Mr Spigel said Ellie often comments on the things she sees during shows, which has sometimes led to audience members complaining.

At the relaxed showing of The Nutcracker, the auditorium lights were kept on so that people could get up and move around or relax in a chill-out zone during the show.

Staff received special training and before the show began the dancers came out on stage without wearing their masks.

The actor playing the Toy Maker explained to the audience that a fight on stage was not real.

The performance itself was the same as anybody else would see it.

But Mr Spigel said relaxed performances should be standard practice, and added: “My impression is there aren’t that many.

“There may well be relaxed performances in straight drama. But Ellie is not going to be interested in two people having dialogue on a stage.

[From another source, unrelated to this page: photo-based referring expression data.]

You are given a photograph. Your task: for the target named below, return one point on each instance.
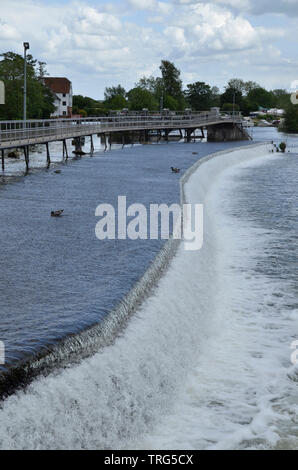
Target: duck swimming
(57, 213)
(175, 170)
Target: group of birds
(60, 211)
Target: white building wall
(63, 103)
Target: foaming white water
(242, 390)
(199, 365)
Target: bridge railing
(55, 129)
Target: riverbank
(135, 382)
(57, 279)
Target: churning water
(205, 361)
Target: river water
(205, 360)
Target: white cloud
(101, 46)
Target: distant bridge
(23, 134)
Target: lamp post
(26, 47)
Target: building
(62, 89)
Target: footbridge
(23, 134)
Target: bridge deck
(22, 133)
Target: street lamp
(26, 47)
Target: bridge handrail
(61, 128)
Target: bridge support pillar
(77, 142)
(226, 132)
(26, 153)
(48, 154)
(65, 151)
(188, 133)
(91, 145)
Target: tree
(262, 97)
(291, 118)
(282, 98)
(40, 100)
(139, 98)
(115, 97)
(231, 95)
(199, 95)
(111, 92)
(230, 107)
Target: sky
(105, 43)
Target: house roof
(58, 84)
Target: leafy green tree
(282, 98)
(139, 98)
(215, 96)
(230, 107)
(115, 97)
(40, 100)
(262, 97)
(231, 95)
(199, 95)
(172, 82)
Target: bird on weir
(57, 213)
(175, 170)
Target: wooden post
(26, 153)
(48, 154)
(65, 151)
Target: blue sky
(101, 43)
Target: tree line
(152, 93)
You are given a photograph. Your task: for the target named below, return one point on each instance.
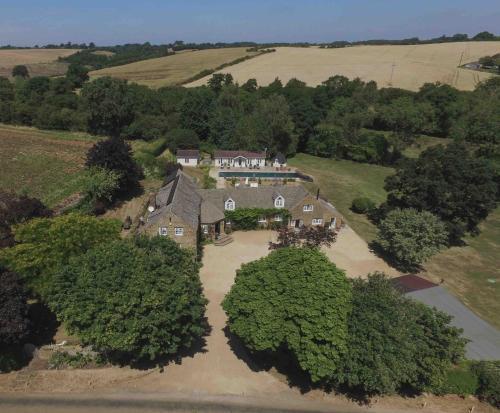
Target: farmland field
(174, 69)
(40, 62)
(410, 66)
(46, 165)
(470, 272)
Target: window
(279, 202)
(229, 205)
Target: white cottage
(239, 159)
(188, 157)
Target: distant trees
(452, 184)
(20, 71)
(293, 302)
(395, 343)
(109, 106)
(44, 244)
(115, 154)
(411, 237)
(134, 300)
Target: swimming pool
(265, 175)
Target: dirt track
(411, 66)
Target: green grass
(467, 271)
(341, 181)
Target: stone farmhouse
(184, 212)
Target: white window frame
(229, 205)
(279, 202)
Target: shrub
(411, 237)
(362, 205)
(133, 300)
(248, 218)
(296, 302)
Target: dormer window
(229, 205)
(279, 202)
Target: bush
(488, 373)
(247, 219)
(295, 302)
(410, 237)
(132, 300)
(362, 205)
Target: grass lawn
(44, 164)
(342, 181)
(468, 271)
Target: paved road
(91, 403)
(485, 339)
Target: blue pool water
(250, 174)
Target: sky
(109, 22)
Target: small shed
(279, 160)
(188, 157)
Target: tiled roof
(188, 153)
(180, 197)
(234, 154)
(262, 197)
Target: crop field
(46, 165)
(470, 272)
(407, 67)
(174, 69)
(40, 62)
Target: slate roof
(262, 197)
(280, 158)
(235, 154)
(188, 153)
(180, 197)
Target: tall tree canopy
(44, 244)
(293, 301)
(133, 299)
(395, 343)
(454, 185)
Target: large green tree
(109, 106)
(411, 237)
(135, 299)
(395, 343)
(293, 301)
(44, 244)
(458, 187)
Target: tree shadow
(265, 361)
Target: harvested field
(42, 164)
(407, 67)
(40, 62)
(174, 69)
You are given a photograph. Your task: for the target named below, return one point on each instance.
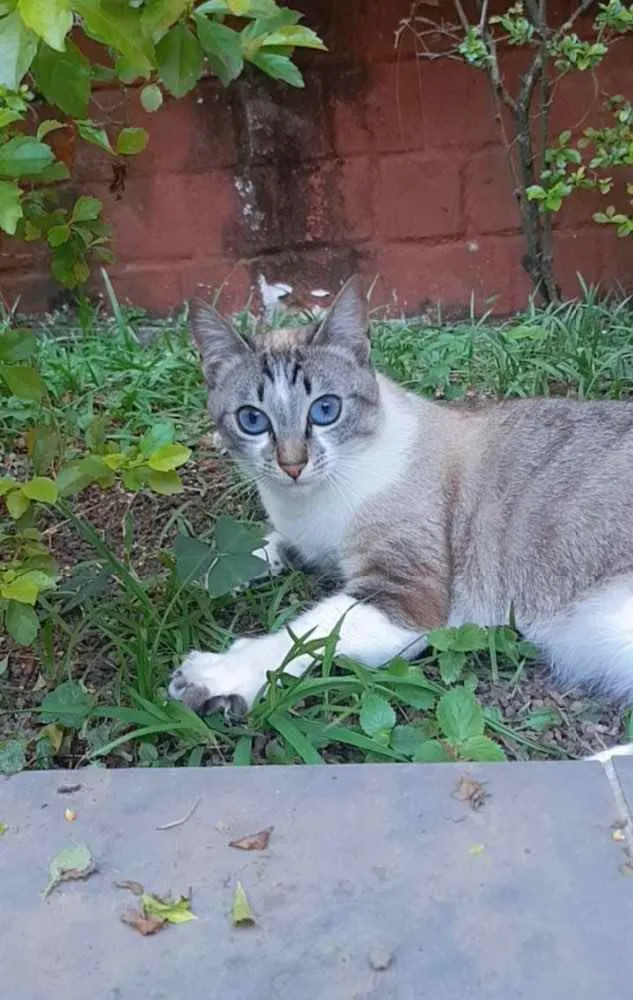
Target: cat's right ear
(216, 339)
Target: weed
(144, 578)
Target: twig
(183, 820)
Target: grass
(93, 687)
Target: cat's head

“When we’ve looked at relaxed performances in the cinema sometimes they can be at 10 o’clock on a Sunday morning. Now why is that? Because otherwise, they’d have an empty theatre.”

There was no thought of how difficult it is trying to get somebody with special needs up to get to a venue at that time, he said.

“So it’s just a cynical attempt to put more bums on seats, frankly, rather than provide a worthwhile outing.”